Post image
Feyzioğlu: Türkiye’nin bir toplumsal şiddet sorunu var

 

Türkiye Barolar Birliği Başkanı Av. Prof. Dr. Metin Feyzioğlu, Türkiye’nin bir toplumsal şiddet sorunu olduğunu ve şiddetin egemen olduğu bir toplumda hukukun egemen olamayacağını vurguladı. Feyzioğlu, “Kadın cinayetlerinin yüzde 85’ini kocalar, sevgililer, eski eşler, ayrılmak istedikleri sevgililer ya da ya benim sevgilim olursun ya da ölürsün diyen, baktığı kadının onun mülkü olduğunu düşünen ilkel yaratıklar işliyor. 1 Ocak 2016-31 Aralık 2018 arasında 3 yılda bin 184 kadın bu sebeple öldürülmüş durumda ya benimsin ya ölürsün. 2016-2018 arasında kadın cinayetlerinde artış ise yüzde 30,6. Bu artık ayrımcılığın hat safhası” diye konuştu.

Kadınları Koruma ve Dayanışma Derneği’nin düzenlediği, eski Bakanlar Ali Naili Erdem ve Agah Oktay Güner ile Avukat Nail Gürman’ın da konuşmacı olarak yer aldığı toplantıya katılan Feyzioğlu, Türkiye’nin bir toplumsal şiddet sorunu olduğunu söyledi.

HER YIL TRAFİKTE 100 KİŞİ ÖLDÜRÜLÜYOR

Feyzioğlu, “Her yıl otomobille yol verdin ya da vermedin, kırmızı ışıkta niye durdun ya da niye yavaşladın diye çıkan kavgalarda yaklaşık 100 kişi pompalı tüfekle, bıçakla ya da levye ile öldürülüyor.

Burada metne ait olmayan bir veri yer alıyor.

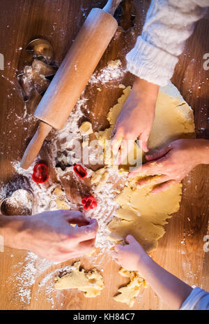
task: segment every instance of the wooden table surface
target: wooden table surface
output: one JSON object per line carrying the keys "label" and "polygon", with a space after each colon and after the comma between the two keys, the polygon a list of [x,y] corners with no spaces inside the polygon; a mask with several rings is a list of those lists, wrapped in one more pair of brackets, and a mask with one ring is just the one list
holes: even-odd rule
{"label": "wooden table surface", "polygon": [[[29,122],[24,120],[24,104],[15,87],[17,73],[22,71],[26,64],[31,63],[31,57],[29,60],[24,49],[31,40],[38,36],[46,38],[53,45],[56,61],[60,64],[91,8],[102,8],[105,2],[105,0],[0,1],[0,53],[3,54],[5,59],[5,69],[0,71],[1,187],[15,176],[12,162],[20,160],[37,125],[34,121]],[[137,35],[141,31],[148,6],[149,1],[140,0],[127,0],[122,6],[123,15],[120,25],[124,30],[119,28],[99,68],[104,66],[110,59],[120,58],[125,62],[125,53],[133,46]],[[131,16],[133,13],[136,15],[134,26]],[[205,138],[209,137],[209,71],[203,69],[203,57],[209,52],[208,31],[209,20],[206,17],[196,24],[193,35],[187,42],[172,80],[194,108],[196,136]],[[132,81],[132,76],[127,73],[121,83],[127,85]],[[91,86],[87,87],[85,95],[90,98],[88,106],[90,113],[86,112],[85,116],[92,122],[94,130],[108,126],[107,113],[121,94],[120,89],[102,87],[98,93]],[[36,103],[27,104],[28,113],[31,113],[35,108]],[[95,113],[95,118],[93,113]],[[161,266],[182,280],[208,290],[209,253],[203,252],[203,246],[209,219],[208,176],[209,168],[200,165],[184,180],[180,210],[169,220],[167,232],[153,255]],[[0,309],[51,309],[52,302],[47,300],[45,290],[38,297],[36,295],[40,278],[32,288],[30,302],[24,303],[16,295],[16,281],[10,278],[25,255],[24,251],[9,248],[0,253]],[[82,260],[82,264],[85,265],[85,268],[91,267],[86,258]],[[56,267],[61,267],[61,265],[47,271]],[[82,292],[66,290],[55,297],[54,309],[130,309],[126,304],[114,302],[112,298],[117,288],[127,282],[118,274],[118,267],[105,260],[102,267],[105,288],[100,296],[87,299]],[[46,273],[42,274],[42,277]],[[137,298],[133,309],[169,309],[149,287],[141,289],[139,295],[141,297]]]}

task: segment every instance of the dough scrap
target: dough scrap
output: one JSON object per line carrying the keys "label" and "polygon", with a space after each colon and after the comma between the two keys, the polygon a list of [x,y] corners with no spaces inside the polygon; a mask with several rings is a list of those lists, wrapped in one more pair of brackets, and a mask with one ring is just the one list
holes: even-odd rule
{"label": "dough scrap", "polygon": [[65,193],[61,186],[57,186],[53,191],[53,194],[56,196],[54,201],[57,209],[69,209],[65,202]]}
{"label": "dough scrap", "polygon": [[79,132],[82,136],[87,136],[93,133],[92,125],[89,122],[84,122],[79,127]]}
{"label": "dough scrap", "polygon": [[123,276],[128,277],[130,283],[124,287],[121,287],[118,289],[118,294],[114,296],[114,299],[116,302],[125,302],[130,307],[132,307],[140,287],[146,287],[146,282],[138,272],[121,268],[119,274]]}
{"label": "dough scrap", "polygon": [[79,269],[80,262],[75,262],[71,266],[70,272],[63,276],[56,277],[55,288],[78,289],[84,292],[84,296],[88,298],[100,295],[104,288],[103,278],[96,269],[86,272],[84,269]]}
{"label": "dough scrap", "polygon": [[[178,90],[171,84],[170,88],[176,93]],[[170,89],[170,90],[171,90]],[[131,90],[130,87],[123,90],[123,94],[118,99],[118,103],[110,109],[107,115],[109,128],[96,133],[97,138],[101,143],[106,139],[111,139],[112,130],[117,118],[122,109],[123,104],[127,99]],[[171,97],[162,91],[160,91],[156,103],[155,118],[148,140],[150,153],[158,150],[172,141],[181,138],[194,137],[194,114],[192,108],[185,102],[180,95]],[[144,153],[134,143],[132,150],[137,152],[138,157],[143,160]],[[94,174],[93,183],[102,186],[102,182],[108,178],[108,170],[112,167],[113,159],[109,159],[109,166],[98,170]],[[127,165],[123,166],[122,170],[128,170],[133,166],[133,161],[128,159]],[[157,175],[156,176],[159,176]],[[136,186],[138,176],[131,181],[124,187],[122,192],[117,196],[116,200],[119,205],[116,216],[109,224],[111,232],[110,239],[116,243],[124,241],[125,237],[131,234],[144,246],[146,252],[150,253],[157,246],[157,241],[165,232],[164,226],[167,223],[167,219],[176,212],[180,206],[182,194],[182,185],[177,183],[170,187],[167,191],[157,194],[151,194],[152,181],[148,186]],[[134,298],[139,293],[141,279],[136,279],[134,273],[130,275],[130,282],[125,287],[119,288],[119,295],[114,299],[121,302],[125,302],[132,307]],[[122,274],[121,271],[120,272]],[[140,283],[141,284],[141,283]]]}

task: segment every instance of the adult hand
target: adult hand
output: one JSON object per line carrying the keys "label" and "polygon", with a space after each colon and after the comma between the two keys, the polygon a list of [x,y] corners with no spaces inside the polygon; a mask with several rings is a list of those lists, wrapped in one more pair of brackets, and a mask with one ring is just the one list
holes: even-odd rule
{"label": "adult hand", "polygon": [[115,261],[126,270],[139,271],[140,263],[148,255],[132,235],[127,235],[125,241],[127,244],[117,244],[115,246],[113,253]]}
{"label": "adult hand", "polygon": [[98,230],[96,220],[86,218],[79,211],[66,210],[45,211],[29,217],[1,216],[0,219],[6,246],[30,251],[59,262],[91,252]]}
{"label": "adult hand", "polygon": [[158,85],[136,78],[114,130],[115,134],[112,138],[111,149],[114,155],[117,155],[121,148],[122,143],[123,147],[118,158],[118,164],[125,160],[132,148],[132,146],[128,145],[128,141],[133,142],[139,136],[142,150],[148,152],[148,140],[155,118],[158,90]]}
{"label": "adult hand", "polygon": [[[209,141],[206,139],[179,139],[171,142],[158,152],[147,155],[145,163],[129,174],[129,177],[155,176],[152,185],[159,185],[153,193],[167,190],[171,185],[181,181],[197,164],[209,163]],[[139,185],[148,185],[150,178],[138,181]]]}

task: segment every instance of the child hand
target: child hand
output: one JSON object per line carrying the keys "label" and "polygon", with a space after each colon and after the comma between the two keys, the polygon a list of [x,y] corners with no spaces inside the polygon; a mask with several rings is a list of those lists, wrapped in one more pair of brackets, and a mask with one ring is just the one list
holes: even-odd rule
{"label": "child hand", "polygon": [[117,244],[115,246],[115,260],[126,270],[139,271],[140,262],[148,255],[132,235],[127,235],[125,241],[128,244]]}

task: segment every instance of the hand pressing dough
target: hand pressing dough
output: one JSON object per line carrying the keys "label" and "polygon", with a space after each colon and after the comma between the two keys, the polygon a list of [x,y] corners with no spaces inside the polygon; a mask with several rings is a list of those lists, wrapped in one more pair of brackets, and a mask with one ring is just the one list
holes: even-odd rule
{"label": "hand pressing dough", "polygon": [[132,271],[127,271],[121,268],[119,274],[123,276],[130,279],[130,283],[125,287],[118,289],[118,294],[114,297],[116,302],[125,302],[130,307],[134,306],[135,298],[139,293],[139,288],[141,286],[146,287],[146,282],[144,278]]}
{"label": "hand pressing dough", "polygon": [[55,288],[59,290],[63,289],[78,289],[84,292],[86,297],[93,297],[100,295],[104,288],[104,282],[101,274],[93,269],[86,272],[84,269],[79,269],[80,262],[75,262],[71,267],[70,273],[63,276],[56,277]]}
{"label": "hand pressing dough", "polygon": [[[186,104],[176,88],[169,85],[171,92],[177,93],[175,97],[160,91],[156,103],[156,113],[153,128],[148,140],[150,153],[157,150],[172,141],[181,138],[194,137],[194,124],[193,111]],[[123,104],[127,99],[130,87],[123,90],[123,94],[118,99],[118,103],[110,109],[107,119],[110,127],[104,131],[96,133],[98,139],[102,143],[106,139],[111,139],[112,130]],[[164,90],[167,91],[167,89]],[[140,159],[143,158],[143,152],[134,143],[132,150],[137,151]],[[108,167],[95,172],[93,182],[102,185],[102,180],[107,178],[108,169],[112,166],[112,159],[109,160]],[[128,159],[128,164],[123,166],[122,169],[128,170],[132,167],[133,161]],[[157,246],[158,239],[164,234],[164,226],[167,223],[167,219],[177,211],[181,199],[182,185],[178,183],[167,191],[157,194],[151,194],[152,179],[149,186],[140,188],[135,185],[139,177],[128,181],[123,191],[116,197],[119,208],[116,216],[109,224],[111,232],[110,239],[116,243],[124,241],[125,237],[131,234],[144,246],[146,252],[150,252]],[[134,274],[134,273],[133,273]],[[132,274],[134,276],[134,274]],[[131,277],[132,278],[132,277]],[[116,300],[125,302],[132,307],[134,297],[138,294],[139,287],[135,286],[137,279],[132,280],[126,287],[119,289],[121,294],[116,296]],[[140,282],[140,281],[139,281]]]}

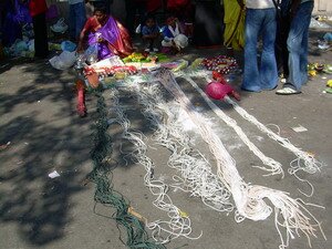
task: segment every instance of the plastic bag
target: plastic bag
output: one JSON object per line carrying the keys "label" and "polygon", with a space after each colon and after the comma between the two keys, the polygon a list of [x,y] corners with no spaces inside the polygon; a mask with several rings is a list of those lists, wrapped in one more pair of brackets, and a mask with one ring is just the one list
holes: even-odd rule
{"label": "plastic bag", "polygon": [[66,70],[76,61],[76,52],[63,51],[60,55],[50,59],[50,63],[54,69]]}
{"label": "plastic bag", "polygon": [[71,41],[63,41],[61,42],[62,51],[74,52],[76,50],[76,44]]}

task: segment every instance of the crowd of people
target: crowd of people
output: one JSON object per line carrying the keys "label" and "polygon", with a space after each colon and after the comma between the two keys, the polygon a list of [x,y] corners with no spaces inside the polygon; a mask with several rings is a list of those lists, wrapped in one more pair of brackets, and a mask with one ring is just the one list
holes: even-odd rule
{"label": "crowd of people", "polygon": [[[77,42],[79,52],[95,45],[98,59],[131,54],[131,38],[136,31],[146,52],[177,53],[189,42],[198,48],[224,42],[227,48],[243,50],[243,91],[274,90],[281,72],[287,81],[277,94],[301,93],[308,81],[308,33],[313,0],[282,0],[280,6],[278,0],[224,0],[224,11],[220,1],[215,0],[126,0],[124,23],[110,14],[110,0],[91,0],[94,12],[89,19],[86,0],[68,2],[69,38]],[[165,23],[156,19],[160,8],[167,10]],[[46,58],[45,0],[6,0],[1,10],[2,43],[12,43],[20,37],[19,25],[31,22],[35,56]],[[258,56],[260,37],[262,48]]]}

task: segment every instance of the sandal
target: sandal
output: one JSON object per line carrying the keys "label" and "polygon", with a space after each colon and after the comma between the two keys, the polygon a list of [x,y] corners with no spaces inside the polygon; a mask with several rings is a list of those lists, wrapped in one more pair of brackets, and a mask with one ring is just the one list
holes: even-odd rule
{"label": "sandal", "polygon": [[291,87],[283,87],[276,92],[276,94],[278,94],[278,95],[293,95],[293,94],[299,94],[299,93],[301,93],[301,92],[297,91],[294,89],[291,89]]}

Yaralananların sayısını bilmiyorum. Bu bile aslında demokrasinin, hukuk devletinin, can güvenliği hakkımızın neresinde olduğunu gösteriyor” dedi. Feyzioğlu, konuşmasında şu görüşlere yer verdi:

DEMOKRASİ VE ŞİDDET, HUKUK VE ŞİDDET YAN YANA OLMAZ

“Demokrasi ve şiddet; hukuk ve şiddet yan yana olmaz. Çünkü şiddet egemense hakkın çoğulu anlamına gelen hukuk elbette ki egemen olamaz. Kaba kuvvetin geçerli olduğu bir yerde ‘benim hakkım bu’ cümlesinin hiçbir geçerliliği yoktur. Otobüse binerken eğer sizden daha güçlü, daha iri olan birisi omuz atıp önünüze geçiyorsa o zaman önce sıraya girmenin size bir hak sağlamadığı ortadadır. Aslında hayatımız çok zor cümlelerle açıklanması gerekmeyecek kadar basit, güncel, sıradan ve hukukta işte o sıradanlığın içinde. Hayatımızı çekilir kılan ya da kılmayan hukuk varsa hayatımız çekilir, yoksa çekilmez.

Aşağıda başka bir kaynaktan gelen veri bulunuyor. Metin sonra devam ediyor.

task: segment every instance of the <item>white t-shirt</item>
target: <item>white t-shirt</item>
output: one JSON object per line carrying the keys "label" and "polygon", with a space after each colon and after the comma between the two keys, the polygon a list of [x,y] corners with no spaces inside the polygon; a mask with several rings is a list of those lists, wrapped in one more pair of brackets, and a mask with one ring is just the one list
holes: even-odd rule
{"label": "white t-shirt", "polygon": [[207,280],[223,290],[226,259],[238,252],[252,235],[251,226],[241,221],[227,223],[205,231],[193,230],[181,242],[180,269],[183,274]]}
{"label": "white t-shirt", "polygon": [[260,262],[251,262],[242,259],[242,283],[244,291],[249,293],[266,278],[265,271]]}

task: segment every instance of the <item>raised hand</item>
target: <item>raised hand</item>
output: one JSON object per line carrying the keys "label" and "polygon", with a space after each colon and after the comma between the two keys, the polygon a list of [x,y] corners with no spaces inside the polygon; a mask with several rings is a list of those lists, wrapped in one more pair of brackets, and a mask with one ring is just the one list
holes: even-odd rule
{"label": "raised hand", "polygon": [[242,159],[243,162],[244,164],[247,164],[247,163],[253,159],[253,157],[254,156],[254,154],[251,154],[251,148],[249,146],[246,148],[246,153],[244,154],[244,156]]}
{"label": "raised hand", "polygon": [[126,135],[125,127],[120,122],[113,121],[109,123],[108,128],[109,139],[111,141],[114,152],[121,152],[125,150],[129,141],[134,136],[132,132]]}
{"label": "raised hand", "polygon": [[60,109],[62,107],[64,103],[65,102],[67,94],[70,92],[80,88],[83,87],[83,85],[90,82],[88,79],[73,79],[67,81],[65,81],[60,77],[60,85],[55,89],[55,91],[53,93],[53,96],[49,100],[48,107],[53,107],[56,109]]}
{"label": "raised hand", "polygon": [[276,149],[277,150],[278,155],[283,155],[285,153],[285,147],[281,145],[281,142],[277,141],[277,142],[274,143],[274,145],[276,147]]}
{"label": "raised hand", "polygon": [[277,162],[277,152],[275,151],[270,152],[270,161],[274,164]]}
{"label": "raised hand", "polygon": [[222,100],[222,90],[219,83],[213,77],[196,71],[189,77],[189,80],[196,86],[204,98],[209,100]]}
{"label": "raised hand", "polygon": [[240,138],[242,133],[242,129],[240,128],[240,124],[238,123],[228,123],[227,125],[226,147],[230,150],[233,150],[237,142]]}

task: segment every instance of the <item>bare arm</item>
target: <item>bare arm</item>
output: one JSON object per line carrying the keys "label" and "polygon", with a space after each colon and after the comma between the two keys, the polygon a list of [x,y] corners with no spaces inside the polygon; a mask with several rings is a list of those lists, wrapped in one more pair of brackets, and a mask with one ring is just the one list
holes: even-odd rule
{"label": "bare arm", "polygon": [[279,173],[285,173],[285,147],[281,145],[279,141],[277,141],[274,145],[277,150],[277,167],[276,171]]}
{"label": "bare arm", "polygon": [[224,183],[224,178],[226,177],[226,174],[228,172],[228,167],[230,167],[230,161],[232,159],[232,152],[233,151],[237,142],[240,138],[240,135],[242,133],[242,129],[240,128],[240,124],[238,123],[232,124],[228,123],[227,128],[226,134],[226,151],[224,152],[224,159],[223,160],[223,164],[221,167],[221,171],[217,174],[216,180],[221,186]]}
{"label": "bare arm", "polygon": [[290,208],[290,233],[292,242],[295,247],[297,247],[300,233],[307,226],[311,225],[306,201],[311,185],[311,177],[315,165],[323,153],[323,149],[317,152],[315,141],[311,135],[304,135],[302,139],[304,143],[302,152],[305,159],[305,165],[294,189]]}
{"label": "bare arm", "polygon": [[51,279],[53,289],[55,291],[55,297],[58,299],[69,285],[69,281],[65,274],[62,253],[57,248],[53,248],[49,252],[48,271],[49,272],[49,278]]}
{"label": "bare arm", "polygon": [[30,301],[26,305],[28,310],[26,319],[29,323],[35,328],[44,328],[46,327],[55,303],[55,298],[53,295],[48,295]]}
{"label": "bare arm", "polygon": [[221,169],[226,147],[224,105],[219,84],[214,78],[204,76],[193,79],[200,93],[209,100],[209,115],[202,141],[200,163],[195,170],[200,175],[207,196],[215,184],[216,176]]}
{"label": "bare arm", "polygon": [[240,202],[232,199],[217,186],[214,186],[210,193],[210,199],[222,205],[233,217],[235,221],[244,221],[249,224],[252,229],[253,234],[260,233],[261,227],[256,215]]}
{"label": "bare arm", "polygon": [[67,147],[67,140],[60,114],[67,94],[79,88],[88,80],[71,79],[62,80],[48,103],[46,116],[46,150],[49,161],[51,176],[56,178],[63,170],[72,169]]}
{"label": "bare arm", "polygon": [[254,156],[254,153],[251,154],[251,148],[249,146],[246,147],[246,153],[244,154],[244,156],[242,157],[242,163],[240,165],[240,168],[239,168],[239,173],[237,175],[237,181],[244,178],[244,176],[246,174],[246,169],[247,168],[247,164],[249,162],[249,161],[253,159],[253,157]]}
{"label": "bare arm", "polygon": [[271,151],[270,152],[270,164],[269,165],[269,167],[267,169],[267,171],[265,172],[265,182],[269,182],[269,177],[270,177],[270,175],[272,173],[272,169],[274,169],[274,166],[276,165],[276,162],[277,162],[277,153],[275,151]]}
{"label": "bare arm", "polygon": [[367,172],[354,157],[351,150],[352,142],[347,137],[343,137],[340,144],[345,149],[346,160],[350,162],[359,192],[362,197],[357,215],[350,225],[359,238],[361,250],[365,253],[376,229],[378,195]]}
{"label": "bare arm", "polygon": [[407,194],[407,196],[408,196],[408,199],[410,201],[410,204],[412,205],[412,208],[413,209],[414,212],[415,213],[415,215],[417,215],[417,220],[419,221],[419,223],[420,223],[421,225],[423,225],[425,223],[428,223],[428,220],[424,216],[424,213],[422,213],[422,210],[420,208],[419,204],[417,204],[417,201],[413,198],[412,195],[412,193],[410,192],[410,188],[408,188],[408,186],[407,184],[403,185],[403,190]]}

3 YILDA BİN 184 KADIN ÖLDÜRÜLDÜ

Kadın cinayetlerinin yüzde 85’ini kocalar, sevgililer, eski eşler, ayrılmak istedikleri sevgililer ya da ya benim sevgilim olursun ya da ölürsün diyen baktığı kadının onun mülkü olduğunu düşünen ilkel yaratıklar işliyor. 1 Ocak 2016-31 Aralık 2018 arasında, 3 yılda bin 184 kadın bu sebeple öldürülmüş durumda ya benimsin ya ölürsün. İki yılda kadın cinayetlerinde artış ise yüzde 30,6. Bu artık ayrımcılığın hat safhası. Ama özünde bir erkek kadın ayrımcılığı son noktasında öldürmek, eziyet etmek, istismar etmek şeklinde tezahür ediyor.

ÖLÜM CEZASI VARKEN, ADAM ÖLDÜRME SUÇU İŞLENMİYOR MUYDU?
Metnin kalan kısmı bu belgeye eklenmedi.